I’ve been practicing race walking. The form one must perfect is quite odd, really, and I’m sure when people see you race walking they question if you’re “ok”. I call it the John Wayne walk. Anyone who is 60-something knows what I’m talking about, and that reminds me of Peggy.
So, it’s 1950-something and Peggy and I enjoyed putting on skits for mom and dad. Typically these grand shows would occur in the living room, after dinner, homework done. On this particular eve, we decided to be cowboys and mimic one of those scenes where the two make their way to the saloon and belly up to the bar (kitchen counter). Well, Peggy had the John Wayne walk mastered.
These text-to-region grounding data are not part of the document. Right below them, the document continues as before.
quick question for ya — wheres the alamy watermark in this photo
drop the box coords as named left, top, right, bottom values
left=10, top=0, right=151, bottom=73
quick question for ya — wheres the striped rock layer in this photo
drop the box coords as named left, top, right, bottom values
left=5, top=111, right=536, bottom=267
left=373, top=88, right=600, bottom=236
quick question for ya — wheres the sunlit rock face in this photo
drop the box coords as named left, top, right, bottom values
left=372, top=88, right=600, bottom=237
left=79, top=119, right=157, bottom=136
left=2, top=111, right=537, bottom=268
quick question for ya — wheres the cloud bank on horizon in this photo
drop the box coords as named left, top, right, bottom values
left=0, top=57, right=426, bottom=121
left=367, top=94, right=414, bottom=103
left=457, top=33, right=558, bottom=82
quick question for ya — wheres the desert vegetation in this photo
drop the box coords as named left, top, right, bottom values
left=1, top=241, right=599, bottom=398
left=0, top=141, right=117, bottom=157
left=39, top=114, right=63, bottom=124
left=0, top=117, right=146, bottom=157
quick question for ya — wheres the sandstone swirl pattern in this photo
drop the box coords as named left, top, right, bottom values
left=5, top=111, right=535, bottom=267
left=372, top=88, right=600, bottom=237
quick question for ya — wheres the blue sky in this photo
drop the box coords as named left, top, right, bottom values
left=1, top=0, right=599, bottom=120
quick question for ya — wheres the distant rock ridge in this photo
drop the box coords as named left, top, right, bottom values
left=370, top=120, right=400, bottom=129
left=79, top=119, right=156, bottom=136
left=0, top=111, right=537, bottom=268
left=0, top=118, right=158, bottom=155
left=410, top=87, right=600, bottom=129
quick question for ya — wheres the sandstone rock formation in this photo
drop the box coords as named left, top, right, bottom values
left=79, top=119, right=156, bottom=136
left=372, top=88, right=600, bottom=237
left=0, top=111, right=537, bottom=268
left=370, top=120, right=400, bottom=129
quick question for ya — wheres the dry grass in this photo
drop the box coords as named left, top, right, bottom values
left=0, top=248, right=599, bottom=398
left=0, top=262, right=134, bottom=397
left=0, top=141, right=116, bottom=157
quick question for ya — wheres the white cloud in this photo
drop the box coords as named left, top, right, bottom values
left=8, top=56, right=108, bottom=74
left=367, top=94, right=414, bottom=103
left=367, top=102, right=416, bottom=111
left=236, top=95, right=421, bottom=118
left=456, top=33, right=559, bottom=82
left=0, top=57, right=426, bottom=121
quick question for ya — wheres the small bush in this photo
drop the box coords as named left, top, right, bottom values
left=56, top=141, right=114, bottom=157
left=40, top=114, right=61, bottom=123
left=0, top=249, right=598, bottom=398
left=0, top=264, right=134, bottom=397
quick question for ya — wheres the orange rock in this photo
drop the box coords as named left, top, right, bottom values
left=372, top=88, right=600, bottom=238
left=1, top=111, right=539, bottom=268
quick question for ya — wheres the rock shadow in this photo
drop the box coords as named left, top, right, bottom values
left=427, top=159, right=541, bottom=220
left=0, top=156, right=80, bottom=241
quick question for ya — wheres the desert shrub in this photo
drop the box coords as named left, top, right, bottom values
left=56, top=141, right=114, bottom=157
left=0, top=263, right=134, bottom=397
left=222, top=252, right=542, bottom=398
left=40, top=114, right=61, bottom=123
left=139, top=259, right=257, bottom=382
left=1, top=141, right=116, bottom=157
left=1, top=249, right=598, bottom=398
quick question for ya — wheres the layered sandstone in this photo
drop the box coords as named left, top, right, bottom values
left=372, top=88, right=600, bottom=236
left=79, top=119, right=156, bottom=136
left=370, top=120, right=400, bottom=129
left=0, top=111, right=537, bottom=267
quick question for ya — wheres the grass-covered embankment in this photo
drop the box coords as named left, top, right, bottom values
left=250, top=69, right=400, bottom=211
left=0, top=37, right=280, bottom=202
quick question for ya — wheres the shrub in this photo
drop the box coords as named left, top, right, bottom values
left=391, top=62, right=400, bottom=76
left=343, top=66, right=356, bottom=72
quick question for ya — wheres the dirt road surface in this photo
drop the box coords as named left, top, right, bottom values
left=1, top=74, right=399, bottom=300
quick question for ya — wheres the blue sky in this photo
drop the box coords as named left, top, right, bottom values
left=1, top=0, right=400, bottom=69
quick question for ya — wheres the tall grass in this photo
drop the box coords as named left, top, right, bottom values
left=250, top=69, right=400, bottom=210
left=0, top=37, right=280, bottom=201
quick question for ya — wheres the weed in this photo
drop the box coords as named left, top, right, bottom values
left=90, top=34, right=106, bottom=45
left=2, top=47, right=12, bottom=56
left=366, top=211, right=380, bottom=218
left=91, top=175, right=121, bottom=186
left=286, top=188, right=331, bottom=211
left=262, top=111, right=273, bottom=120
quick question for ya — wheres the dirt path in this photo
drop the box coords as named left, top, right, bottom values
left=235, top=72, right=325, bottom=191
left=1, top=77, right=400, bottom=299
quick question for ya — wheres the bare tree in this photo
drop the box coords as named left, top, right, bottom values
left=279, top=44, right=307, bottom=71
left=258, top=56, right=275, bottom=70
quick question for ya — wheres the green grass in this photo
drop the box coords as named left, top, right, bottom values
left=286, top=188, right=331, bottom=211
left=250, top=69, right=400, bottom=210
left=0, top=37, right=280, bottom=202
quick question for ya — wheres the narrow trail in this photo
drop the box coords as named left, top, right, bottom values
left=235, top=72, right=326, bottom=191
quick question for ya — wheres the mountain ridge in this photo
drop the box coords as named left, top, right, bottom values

Both arms held out in front of her, she swaggered in, cowboy hat perched in a cockeyed fashion on her head, mumbling something John Wayne-ish, like “I’m gonna rope every calf, cow, steer in the corral…”.
We greeted each other at the “bar” and I said to the imaginary bar tender, “We’ll have two whiskeys, bar keep!” in my deep, cowboy voice. “John Wayne” runs behind the counter and puts two shot glasses up on the bar (jelly glasses that mom got free from the gas station!) and fills them with root beer, and runs back to the other side of the bar.
“Here’s looking at you, pardner!” I said, as I raised my glass in John’s direction. “Here’s lookin’ at you, pardner!” John bellowed. And at that, we raised our glasses and slugged our shots down. With one exception. As I raised my glass , I completely missed my mouth and root beer flew all over my face!
I can still hear mom and dad laughing. Dad slapped his knee and let out a hoot, and John Wayne and I laughed til the cows came home!